On the other hand, if I'm going to trash the remaining cable anyway,I could always throw a bottle of jacks on a 200+ foot length of it and test it as if it were installed. If I can learn something from doing that, it will be far more valuable than the cable itself.


----------



## splatz (May 23, 2015)

I hae the cableIQ tester too, I never saw that particular fault...

I would definitely toss any no-name cable. There is a lot of absolute garbage, mostly coming from China, with fake UL stamps. 

If you catch it at testing time, that's lucky. There is an excellent chance more will go bad. Hopefully the customer doesn't give you a bad time about paying for the time to troubleshoot and cost to replace. 

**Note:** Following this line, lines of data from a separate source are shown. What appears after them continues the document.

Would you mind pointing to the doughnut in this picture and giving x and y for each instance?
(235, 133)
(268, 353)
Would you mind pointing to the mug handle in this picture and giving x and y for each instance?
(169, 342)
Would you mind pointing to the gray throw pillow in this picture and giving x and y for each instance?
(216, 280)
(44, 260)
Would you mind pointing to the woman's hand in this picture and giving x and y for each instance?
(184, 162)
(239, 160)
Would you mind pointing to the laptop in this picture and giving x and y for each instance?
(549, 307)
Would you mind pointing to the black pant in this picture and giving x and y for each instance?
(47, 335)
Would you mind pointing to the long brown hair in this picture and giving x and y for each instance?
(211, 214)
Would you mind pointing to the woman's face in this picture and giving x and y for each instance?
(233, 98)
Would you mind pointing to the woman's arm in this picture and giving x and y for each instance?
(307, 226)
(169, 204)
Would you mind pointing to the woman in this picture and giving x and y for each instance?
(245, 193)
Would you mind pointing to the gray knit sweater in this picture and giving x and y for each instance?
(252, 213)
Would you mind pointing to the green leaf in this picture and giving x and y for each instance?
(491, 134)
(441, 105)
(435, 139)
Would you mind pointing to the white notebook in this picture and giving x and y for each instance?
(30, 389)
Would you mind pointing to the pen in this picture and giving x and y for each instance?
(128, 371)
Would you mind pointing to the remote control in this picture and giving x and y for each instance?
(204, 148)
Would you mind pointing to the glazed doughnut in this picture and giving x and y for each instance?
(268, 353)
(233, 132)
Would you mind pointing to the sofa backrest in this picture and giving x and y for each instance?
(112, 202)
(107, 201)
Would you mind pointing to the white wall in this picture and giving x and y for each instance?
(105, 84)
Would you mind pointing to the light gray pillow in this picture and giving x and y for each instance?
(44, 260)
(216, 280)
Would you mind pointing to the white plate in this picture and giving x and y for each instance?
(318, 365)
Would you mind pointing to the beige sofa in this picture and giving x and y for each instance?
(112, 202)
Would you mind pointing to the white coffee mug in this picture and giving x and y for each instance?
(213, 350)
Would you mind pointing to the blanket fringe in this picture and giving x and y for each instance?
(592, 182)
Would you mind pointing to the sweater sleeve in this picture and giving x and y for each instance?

Some of the worst stuff was copper coated tin or etc., it came from some of the bigger bargain online retailers too, Monoprice was selling it, they claim they've gotten much more careful. 

The blue pair might be the most likely to fail because it's twisted the tightest, so marginal materials would break down in that pair and not others. Or it could just be crap.


----------



## joebanana (Dec 21, 2010)

That's why I only buy name brand cables (Beldin). Stuff marked "Made in China" has alway's proven to be crap.


----------



## UncleMike (Jan 2, 2013)

One of the boxes I had remaining had 120 feet left in it. I put a jack on each end and tested it - it passed. The other boxes had 400-500 feet left, and I had no interest in pulling enough cable out to make a testable cable. I chucked it all, plus all the other Chinese crap I had laying around, leftover from similar jobs (materials supplied by others). I now have probably $100 in scrap value in a garbage can, and some more room in my garage.


----------



## gnuuser (Jan 13, 2013)

low voltage megger would expose insulation faults easily.
on that note the winding machines that roll the wire for boxing tend to stretch the wire and insulation a bit (usually in the first 50 feet of wire)
but if they are doing it at high speed it may damage over 100 feet of wire.
if possible look for a supplier that will test the entire roll.
buying from a reputable dealer helps a lot 
buying from many off brand companies is a gamble at best.


----------